Error Metrics for ASR evaluation
As we have done so far, one way to judge the quality of ASR models is by using error metrics. The most common reference metric for this task is the Word Error Rate (WER). It is computed based on an aligned version of the reference and the hypothesis as follows:
WER = \frac{\text{Substitutions} + \text{Deletions} + \text{Insertions}}{\text{Total Number of Words}}
In the following table, we can see two examples of substitution errors. In both cases, a word from the reference (ground truth) was incorrectly transcribed by the ASR model:
System | Transcription | WER (%) |
---|---|---|
Reference | Find me flights to London | 0.0 |
ASR 1 | Find the flights to London | 20.0 |
ASR 2 | Find me flights to Lisbon | 20.0 |
The first model substituted “me” with “the,” which is one error out of five words in total, yielding an error rate of 20%. The second hypothesis gives the same error rate by incorrectly transcribing “Lisbon” instead of “London.”

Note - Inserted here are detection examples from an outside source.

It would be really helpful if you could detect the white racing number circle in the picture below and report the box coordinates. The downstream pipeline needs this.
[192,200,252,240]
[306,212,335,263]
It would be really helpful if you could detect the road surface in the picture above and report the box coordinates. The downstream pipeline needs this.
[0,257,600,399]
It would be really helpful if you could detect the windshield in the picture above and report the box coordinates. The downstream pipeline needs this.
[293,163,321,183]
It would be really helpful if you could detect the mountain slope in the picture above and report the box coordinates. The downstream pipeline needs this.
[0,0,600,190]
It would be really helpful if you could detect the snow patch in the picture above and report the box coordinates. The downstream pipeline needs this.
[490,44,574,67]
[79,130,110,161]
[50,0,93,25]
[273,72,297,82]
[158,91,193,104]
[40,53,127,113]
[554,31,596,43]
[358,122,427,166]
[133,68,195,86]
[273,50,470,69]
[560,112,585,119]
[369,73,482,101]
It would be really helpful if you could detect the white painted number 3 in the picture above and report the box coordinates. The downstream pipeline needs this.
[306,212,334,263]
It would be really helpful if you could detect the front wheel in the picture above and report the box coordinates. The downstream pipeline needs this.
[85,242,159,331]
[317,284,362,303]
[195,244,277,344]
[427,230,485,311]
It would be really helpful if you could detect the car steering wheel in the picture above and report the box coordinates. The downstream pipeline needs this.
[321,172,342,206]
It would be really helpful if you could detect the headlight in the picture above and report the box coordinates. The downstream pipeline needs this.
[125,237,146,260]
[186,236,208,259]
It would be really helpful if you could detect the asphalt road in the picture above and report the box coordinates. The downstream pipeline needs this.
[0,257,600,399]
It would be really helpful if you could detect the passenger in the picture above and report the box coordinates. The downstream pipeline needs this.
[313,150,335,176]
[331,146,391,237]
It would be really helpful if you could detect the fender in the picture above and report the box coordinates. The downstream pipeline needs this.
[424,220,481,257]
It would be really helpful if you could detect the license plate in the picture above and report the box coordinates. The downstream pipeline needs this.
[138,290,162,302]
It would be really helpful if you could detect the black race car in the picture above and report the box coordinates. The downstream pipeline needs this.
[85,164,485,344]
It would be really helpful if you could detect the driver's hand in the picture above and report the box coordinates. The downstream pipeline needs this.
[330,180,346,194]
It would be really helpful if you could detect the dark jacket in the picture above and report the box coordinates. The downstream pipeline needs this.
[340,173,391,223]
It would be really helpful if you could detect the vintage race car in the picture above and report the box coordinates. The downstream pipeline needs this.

This simple example shows some shortcomings of WER. Most importantly, the equal weighting of all words does not allow us to judge the completeness of the transcript with respect to the task at hand. For example, if we were researching personal pronouns, ASR 1 would yield a task-specific error rate of 100%. If we were trying to identify flight destinations, ASR 2 would yield a task-specific error rate of 100%.
To tackle this problem, alternative metrics have been proposed in the literature. Next, we will take a brief look at the ideas behind them and how they can help us achieve our goal: assessing whether ASR models are useful for automatically transcribing our interviews.
Semantic Metrics
In general, we can identify two ways to obtain more meaningful metrics. The first way is to improve the word error rate by weighting different classes of errors differently. For example, we could assign higher error penalties when nouns are incorrectly transcribed and lower penalties when articles are incorrect.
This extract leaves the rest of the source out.